Lo que no esperaba -y juro por lo más sagrado que ni se me pasó por el pensamiento- era que el viejo sacerdote se sincerara conmigo y me explicara su visión de lo sucedido.
– Yo ya estoy a las puertas de la muerte, Julia, y no creo que deba ocultar mi pequeño secreto por más tiempo -murmuró. Aunque estábamos solos, el silencio de la catedral era sobrecogedor e invitaba a respetarlo.
– ¿Su secreto, padre? ¿Qué secreto?
– Su valor no es poseerlo, sino saber usarlo.
Yo, por supuesto, ignoraba a qué se refería.
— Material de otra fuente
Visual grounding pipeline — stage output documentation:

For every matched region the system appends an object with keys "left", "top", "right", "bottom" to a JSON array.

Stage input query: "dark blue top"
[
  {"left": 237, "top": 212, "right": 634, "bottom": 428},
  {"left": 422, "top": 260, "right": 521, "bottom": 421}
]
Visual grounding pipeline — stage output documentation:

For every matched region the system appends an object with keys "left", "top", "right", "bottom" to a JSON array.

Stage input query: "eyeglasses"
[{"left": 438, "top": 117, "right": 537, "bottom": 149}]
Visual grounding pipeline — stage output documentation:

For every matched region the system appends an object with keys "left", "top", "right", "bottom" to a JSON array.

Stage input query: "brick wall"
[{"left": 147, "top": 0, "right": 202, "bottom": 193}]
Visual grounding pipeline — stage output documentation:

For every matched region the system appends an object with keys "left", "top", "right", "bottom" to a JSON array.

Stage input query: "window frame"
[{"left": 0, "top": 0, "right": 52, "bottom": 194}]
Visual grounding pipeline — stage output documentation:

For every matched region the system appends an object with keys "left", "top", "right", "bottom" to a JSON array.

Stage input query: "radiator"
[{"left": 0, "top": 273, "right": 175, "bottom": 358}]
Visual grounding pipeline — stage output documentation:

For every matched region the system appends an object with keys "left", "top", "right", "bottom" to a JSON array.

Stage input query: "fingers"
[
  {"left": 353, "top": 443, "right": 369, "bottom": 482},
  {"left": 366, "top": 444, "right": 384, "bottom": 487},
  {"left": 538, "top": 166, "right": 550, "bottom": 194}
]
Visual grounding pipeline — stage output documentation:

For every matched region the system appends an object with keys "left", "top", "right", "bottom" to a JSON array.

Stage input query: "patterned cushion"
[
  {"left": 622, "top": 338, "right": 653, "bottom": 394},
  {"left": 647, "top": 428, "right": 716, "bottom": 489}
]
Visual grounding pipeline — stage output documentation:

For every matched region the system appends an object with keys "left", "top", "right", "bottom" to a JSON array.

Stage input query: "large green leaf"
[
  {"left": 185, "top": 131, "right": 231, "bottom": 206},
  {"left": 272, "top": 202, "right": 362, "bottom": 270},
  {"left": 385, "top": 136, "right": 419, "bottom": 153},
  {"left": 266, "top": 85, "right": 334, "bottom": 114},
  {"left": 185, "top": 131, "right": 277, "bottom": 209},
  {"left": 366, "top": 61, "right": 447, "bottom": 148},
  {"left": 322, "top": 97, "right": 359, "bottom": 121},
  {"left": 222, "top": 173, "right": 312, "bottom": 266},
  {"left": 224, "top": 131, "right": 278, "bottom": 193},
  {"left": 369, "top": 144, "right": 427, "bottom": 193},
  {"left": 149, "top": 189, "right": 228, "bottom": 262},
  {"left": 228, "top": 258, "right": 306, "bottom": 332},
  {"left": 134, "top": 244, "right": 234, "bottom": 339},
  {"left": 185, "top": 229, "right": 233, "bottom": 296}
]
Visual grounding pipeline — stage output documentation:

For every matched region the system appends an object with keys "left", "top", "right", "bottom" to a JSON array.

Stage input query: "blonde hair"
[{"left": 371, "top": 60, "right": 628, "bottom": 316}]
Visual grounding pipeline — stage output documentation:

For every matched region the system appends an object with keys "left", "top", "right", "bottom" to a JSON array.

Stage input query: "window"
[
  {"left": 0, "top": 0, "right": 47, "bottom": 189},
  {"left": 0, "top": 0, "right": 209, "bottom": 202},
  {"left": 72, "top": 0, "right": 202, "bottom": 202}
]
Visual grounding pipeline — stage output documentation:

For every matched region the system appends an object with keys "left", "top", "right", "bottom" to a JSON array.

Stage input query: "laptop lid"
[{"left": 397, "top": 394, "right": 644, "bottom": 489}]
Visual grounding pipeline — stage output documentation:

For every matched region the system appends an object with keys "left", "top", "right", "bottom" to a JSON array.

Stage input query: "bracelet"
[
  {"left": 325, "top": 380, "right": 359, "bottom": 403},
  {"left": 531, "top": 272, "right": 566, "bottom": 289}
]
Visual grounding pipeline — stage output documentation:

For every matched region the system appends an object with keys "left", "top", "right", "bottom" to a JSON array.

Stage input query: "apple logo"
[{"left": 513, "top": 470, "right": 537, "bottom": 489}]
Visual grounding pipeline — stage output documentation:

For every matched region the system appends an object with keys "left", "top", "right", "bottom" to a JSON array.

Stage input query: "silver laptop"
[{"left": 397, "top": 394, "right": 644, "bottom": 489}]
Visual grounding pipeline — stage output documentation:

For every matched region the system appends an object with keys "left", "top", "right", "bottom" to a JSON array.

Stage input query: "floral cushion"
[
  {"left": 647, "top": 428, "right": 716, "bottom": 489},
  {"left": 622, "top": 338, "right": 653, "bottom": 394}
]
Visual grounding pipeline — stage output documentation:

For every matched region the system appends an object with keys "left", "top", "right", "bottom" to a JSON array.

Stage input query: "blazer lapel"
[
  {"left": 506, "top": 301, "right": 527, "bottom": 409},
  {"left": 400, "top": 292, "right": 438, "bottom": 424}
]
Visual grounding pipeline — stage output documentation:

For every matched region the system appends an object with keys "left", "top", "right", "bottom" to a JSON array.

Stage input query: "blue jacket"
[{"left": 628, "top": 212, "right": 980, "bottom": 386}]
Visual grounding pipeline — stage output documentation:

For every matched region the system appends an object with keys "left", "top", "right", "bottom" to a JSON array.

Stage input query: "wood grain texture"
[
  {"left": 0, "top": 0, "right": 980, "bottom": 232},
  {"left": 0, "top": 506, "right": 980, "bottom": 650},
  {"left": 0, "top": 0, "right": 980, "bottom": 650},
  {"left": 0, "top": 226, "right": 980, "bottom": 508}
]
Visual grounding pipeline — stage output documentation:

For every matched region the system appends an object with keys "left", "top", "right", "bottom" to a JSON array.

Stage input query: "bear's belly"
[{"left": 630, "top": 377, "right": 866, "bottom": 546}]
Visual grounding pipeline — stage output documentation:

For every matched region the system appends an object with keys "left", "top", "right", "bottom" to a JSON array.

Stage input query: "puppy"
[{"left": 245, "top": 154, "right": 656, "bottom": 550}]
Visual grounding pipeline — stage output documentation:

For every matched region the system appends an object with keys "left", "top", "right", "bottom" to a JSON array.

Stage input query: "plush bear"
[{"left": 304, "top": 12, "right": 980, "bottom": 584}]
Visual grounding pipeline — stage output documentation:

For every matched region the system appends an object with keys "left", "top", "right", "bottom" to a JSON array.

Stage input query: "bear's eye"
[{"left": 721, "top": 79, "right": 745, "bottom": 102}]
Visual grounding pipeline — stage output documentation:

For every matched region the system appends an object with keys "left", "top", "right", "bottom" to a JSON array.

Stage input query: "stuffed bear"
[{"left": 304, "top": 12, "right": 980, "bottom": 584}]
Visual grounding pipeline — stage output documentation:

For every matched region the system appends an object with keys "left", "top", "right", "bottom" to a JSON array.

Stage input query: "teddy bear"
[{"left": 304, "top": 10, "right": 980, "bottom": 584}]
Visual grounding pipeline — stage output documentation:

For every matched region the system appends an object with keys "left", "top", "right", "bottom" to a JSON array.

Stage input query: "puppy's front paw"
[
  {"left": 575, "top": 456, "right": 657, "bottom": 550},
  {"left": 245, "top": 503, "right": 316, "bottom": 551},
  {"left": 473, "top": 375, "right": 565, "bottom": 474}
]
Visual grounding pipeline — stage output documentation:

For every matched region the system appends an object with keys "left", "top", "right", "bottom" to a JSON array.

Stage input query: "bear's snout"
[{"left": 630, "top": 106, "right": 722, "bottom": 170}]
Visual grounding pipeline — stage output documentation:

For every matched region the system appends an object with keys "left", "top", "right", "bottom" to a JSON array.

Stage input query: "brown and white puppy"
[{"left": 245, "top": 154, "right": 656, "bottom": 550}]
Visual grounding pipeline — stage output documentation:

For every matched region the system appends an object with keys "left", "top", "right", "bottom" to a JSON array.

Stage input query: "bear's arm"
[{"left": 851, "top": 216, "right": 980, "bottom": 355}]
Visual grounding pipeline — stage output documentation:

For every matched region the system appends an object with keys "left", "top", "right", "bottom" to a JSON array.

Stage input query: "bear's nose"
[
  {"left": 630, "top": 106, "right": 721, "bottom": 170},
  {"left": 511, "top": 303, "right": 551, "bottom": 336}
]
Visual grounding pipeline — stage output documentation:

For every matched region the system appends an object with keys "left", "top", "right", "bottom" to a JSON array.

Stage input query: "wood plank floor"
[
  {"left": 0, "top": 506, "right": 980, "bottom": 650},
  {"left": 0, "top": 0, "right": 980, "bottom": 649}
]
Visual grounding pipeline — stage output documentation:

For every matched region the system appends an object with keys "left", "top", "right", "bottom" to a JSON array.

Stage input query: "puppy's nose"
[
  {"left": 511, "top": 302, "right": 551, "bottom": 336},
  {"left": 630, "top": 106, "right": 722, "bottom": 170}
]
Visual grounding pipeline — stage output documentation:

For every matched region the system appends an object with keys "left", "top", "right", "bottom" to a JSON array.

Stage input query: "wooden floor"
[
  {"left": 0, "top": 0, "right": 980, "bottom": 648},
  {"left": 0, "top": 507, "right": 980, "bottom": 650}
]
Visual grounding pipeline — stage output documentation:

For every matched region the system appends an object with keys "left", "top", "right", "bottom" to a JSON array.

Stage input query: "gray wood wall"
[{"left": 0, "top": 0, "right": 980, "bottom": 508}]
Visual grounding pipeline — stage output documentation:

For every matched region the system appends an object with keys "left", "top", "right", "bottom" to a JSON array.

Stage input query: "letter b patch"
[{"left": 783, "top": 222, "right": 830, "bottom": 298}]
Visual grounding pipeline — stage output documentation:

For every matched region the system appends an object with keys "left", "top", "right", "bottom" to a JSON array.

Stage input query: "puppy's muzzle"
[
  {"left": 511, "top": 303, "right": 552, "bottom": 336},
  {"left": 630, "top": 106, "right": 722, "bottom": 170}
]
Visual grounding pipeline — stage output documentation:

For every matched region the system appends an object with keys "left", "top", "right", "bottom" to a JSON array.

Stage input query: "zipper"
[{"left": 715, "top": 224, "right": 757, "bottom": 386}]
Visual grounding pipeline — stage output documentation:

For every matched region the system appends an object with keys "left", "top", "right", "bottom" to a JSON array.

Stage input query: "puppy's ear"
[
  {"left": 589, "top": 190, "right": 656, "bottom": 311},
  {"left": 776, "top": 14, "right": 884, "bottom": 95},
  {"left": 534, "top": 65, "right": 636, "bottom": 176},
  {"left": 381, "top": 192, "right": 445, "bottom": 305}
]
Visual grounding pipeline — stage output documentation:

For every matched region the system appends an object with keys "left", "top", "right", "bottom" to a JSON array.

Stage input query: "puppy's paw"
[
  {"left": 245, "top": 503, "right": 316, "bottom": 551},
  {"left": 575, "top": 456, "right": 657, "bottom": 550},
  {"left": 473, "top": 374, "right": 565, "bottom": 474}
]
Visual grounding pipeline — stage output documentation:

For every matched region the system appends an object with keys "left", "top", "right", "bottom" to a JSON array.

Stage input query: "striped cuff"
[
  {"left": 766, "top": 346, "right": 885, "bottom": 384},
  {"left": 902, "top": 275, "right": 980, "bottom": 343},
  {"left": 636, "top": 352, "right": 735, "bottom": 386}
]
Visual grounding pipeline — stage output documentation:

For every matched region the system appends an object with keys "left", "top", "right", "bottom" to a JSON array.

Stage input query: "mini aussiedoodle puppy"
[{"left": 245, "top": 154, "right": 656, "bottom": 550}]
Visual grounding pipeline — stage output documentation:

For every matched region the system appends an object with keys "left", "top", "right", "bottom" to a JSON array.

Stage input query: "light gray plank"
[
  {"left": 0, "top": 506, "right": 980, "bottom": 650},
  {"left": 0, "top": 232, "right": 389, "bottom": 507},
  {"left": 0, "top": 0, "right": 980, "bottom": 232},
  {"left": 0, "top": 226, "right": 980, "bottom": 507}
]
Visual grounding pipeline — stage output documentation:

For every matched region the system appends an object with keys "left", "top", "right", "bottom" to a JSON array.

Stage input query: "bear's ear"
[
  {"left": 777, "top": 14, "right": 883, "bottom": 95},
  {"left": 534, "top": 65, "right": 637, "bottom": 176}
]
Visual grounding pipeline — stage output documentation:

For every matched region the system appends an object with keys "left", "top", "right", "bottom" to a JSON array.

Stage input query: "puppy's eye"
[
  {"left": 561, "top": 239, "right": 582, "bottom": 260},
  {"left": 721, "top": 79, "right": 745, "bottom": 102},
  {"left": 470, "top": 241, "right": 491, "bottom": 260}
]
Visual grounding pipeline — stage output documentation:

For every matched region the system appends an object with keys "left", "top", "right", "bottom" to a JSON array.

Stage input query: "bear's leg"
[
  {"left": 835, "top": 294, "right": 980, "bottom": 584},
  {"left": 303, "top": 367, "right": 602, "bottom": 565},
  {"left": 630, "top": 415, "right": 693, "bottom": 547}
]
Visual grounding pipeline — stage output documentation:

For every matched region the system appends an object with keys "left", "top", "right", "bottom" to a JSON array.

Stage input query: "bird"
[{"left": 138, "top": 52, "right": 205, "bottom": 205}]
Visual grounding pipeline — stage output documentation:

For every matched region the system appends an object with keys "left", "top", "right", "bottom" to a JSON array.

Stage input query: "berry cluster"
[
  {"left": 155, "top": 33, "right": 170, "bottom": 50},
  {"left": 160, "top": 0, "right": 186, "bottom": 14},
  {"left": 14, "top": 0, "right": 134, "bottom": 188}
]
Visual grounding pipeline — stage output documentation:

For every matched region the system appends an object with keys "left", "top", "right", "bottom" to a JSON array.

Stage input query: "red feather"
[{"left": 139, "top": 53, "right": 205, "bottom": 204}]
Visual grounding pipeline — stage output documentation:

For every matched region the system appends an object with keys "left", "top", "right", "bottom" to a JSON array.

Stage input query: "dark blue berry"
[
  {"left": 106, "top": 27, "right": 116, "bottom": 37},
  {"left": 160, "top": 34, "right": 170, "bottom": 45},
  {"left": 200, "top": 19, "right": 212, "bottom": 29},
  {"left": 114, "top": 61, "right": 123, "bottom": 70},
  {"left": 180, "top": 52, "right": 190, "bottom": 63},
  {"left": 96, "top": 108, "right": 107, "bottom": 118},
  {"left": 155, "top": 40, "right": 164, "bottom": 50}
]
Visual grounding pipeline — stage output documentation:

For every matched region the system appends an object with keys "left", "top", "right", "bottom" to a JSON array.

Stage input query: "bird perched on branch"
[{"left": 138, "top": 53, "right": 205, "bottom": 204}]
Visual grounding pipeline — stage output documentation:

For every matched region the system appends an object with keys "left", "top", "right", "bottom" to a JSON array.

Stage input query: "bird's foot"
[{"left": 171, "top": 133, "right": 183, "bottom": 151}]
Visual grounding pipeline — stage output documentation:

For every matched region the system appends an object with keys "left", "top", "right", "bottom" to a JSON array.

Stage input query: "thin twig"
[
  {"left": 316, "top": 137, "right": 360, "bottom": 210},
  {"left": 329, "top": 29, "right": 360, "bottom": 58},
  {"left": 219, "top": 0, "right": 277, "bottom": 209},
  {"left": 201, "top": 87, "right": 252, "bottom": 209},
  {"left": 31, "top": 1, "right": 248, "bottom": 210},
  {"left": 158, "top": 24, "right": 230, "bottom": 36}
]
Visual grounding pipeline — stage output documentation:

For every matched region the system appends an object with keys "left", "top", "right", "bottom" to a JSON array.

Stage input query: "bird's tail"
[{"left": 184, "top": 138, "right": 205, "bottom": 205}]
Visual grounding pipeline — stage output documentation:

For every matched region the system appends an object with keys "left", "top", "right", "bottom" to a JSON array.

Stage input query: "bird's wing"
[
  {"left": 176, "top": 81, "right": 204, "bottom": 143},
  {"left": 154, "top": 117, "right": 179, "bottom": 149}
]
– ¿Sabes por qué te he apoyado tantas veces en tu trabajo en el Pórtico de la Gloria? -Don Benigno me agarró de la mano, llevándome justo hacia donde había dejado los andamios y mis ordenadores, cinco días atrás. Todo seguía allí tal y como lo recordaba. Como si el tiempo se hubiera enquistado en ese lugar y nada de lo que pasó después hubiera sido real-. Siempre fuiste una valiente al defender tus convicciones, hija mía. Creías que en el deterioro de las imágenes del Pórtico influía algo telúrico, una fuerza invisible que emana de la tierra y que, como la fe, se siente pero no se puede demostrar. Yo te veía discutir con el comité científico de la Fundación Barrié dejándote la piel en polémicas estériles y me preguntaba cuándo llegaría el momento de contarte lo que sé. De ayudarte a demostrar a esos técnicos a los que sólo les interesaban el peso, la medida y la talla lo equivocados que estaban al no tener en cuenta tus consideraciones… Pues bien… -suspiró-, ahora ese tiempo ha llegado.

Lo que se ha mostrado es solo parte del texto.